Cirque Moto X, Finale. Rich Metiku 

Auf dem Beifahrersitz des Polizeiwagens wartet schon eine dunkelhäutige Schönheit auf ihren Auftritt: „Spiderwoman“ Rich Metiku zeigt bei ihrer bekannten, starken Kontorsionistik ihre enorme Beweglichkeit. Dann das Highlight zum Abschluss der Show, die fünf Motocross Freestyle Jumper von „Cirque Moto X“. Nur mit den Füßen am Lenker, der Hand am Sattel oder für einen kurzen Moment ganz „berührungsfrei“ fliegen Maschinen und Fahrer durch die Luft. Das ist nur der Beginn. Höchstschwierigkeiten wie Backflip (Rückwärtssalto) und „Whip“, bei der die Maschine in der Luft zur Seite gedreht wird, gibt es im Anschluss gleich mehrfach zu sehen. So spektakulär ausgeführt wie hier haben wir dieses Genre noch nicht gesehen.

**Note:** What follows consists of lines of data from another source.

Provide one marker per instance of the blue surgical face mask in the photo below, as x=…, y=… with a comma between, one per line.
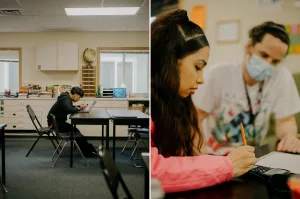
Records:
x=258, y=68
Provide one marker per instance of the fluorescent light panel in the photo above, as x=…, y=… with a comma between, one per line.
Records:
x=102, y=11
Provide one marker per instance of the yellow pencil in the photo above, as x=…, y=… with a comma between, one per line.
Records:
x=243, y=134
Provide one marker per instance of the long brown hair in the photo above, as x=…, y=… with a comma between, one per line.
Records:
x=173, y=36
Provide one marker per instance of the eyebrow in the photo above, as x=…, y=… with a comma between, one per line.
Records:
x=269, y=56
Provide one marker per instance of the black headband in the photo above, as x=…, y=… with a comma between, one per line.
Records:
x=277, y=28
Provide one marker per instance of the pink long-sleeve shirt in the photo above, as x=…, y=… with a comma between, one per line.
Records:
x=177, y=173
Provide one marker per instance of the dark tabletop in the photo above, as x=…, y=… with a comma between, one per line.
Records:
x=2, y=126
x=127, y=113
x=245, y=187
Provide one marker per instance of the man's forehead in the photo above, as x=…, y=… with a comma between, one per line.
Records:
x=273, y=46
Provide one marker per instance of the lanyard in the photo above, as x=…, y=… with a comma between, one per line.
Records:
x=259, y=97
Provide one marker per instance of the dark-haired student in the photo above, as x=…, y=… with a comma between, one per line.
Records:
x=179, y=53
x=61, y=109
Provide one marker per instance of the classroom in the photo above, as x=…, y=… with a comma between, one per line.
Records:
x=57, y=48
x=235, y=67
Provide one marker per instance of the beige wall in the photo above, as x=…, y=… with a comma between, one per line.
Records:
x=248, y=14
x=28, y=41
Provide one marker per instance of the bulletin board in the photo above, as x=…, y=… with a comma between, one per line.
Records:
x=294, y=33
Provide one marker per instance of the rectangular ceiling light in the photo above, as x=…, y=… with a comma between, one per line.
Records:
x=101, y=11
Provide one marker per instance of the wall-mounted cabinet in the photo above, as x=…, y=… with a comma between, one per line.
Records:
x=57, y=56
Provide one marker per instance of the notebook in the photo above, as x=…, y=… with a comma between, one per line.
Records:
x=88, y=108
x=281, y=160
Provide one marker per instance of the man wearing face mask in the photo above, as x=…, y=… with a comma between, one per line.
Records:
x=248, y=92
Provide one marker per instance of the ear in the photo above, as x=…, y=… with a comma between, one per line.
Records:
x=248, y=47
x=179, y=62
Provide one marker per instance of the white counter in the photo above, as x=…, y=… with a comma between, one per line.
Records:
x=84, y=98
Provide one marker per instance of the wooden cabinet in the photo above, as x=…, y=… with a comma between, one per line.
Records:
x=57, y=56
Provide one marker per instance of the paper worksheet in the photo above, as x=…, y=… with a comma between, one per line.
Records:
x=281, y=160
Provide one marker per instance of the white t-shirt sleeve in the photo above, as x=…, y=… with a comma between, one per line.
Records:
x=287, y=100
x=208, y=95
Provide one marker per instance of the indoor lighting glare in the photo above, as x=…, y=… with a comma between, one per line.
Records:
x=102, y=11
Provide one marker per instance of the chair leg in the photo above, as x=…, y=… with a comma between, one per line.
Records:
x=134, y=159
x=52, y=143
x=145, y=144
x=129, y=137
x=60, y=153
x=56, y=149
x=54, y=136
x=33, y=145
x=81, y=152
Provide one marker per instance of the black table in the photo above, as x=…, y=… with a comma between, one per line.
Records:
x=127, y=117
x=245, y=187
x=3, y=179
x=97, y=117
x=145, y=158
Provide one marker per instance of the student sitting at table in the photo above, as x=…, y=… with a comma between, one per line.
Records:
x=179, y=53
x=61, y=109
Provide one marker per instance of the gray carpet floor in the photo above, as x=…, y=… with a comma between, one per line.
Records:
x=34, y=178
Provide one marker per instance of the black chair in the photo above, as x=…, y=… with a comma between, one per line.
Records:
x=137, y=135
x=39, y=129
x=64, y=137
x=112, y=174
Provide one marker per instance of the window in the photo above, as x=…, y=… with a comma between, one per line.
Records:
x=9, y=70
x=129, y=68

Mit Standing Ovations endet dieser große und berauschende Circus-Abend. Auf Wiedersehen im nächsten Jahr. Bleibt für Flic Flac nur ein Luxus-Problem – die Frage, wie man dieses extrem hohe Niveau dauerhaft halten und dabei auch noch die artistischen Genres durchwechseln will. Doch Benno Kastein wäre nicht Benno Kastein, wenn er die kreative Antwort wohl nicht schon in petto hätte.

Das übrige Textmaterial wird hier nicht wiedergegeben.